On my way out of the driveway, still feeling a blue, I saw, out of the corner of my eye, a speck of bright red. There it was, almost like it was hiding behind a tree, but sneaking a peek at me—a cardinal, flashing orange-red in the grey-green pine needles. I felt a little better (well, not really, honestly), and better still (not really, either) when I went to get my mail and poked my head through the postmaster’s window to see who was in there: Middle-aged and thorny-sweet Linda was on, sitting there reading a magazine. I wonder if she took that out of someone’s mail.

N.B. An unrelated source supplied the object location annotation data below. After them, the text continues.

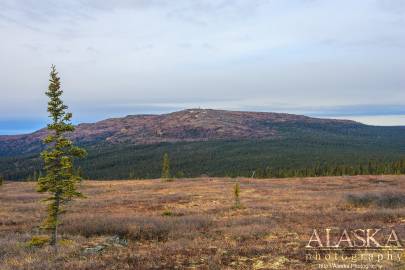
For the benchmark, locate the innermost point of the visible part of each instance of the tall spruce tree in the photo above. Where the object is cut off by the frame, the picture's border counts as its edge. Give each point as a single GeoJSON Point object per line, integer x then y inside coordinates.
{"type": "Point", "coordinates": [166, 167]}
{"type": "Point", "coordinates": [59, 181]}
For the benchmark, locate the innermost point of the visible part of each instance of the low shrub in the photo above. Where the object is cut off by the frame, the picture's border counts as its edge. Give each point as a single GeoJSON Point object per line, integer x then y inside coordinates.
{"type": "Point", "coordinates": [383, 200]}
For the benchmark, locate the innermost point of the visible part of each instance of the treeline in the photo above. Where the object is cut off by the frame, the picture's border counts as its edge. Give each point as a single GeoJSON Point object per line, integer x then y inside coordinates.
{"type": "Point", "coordinates": [372, 168]}
{"type": "Point", "coordinates": [287, 157]}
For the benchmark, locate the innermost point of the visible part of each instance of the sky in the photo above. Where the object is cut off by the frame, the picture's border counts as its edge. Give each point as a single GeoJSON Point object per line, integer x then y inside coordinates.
{"type": "Point", "coordinates": [332, 59]}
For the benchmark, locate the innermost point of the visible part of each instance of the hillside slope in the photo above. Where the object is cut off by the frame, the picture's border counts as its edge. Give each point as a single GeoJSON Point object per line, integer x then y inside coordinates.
{"type": "Point", "coordinates": [186, 125]}
{"type": "Point", "coordinates": [212, 142]}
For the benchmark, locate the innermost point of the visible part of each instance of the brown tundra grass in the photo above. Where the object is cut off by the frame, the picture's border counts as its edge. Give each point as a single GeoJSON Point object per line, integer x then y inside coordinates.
{"type": "Point", "coordinates": [192, 224]}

Then, to top it off (well, no, I’ll tell you more later), I decided to go to the full-service gas station, since it’s owned by a townie rather than BP, and the owner, pumping my gas, pointed out that I had a nail in my tire, and that it was on the way to nearly flat. I thought, “Crap! I’m going to be late!” The guy at the garage next door said he could fix the flat in half an hour: Shit!
So there I was, carless, coffeeless, late. What the fuck: I walked into town and got a latte and walked back, and by the time I got the garage, I’d figured out my whole life, and it had to include trees, sky, water, yoga, and writing. It had to include nice people and walks to coffee. It had to include obstacles that made you stop and appreciate what a beautiful day it was.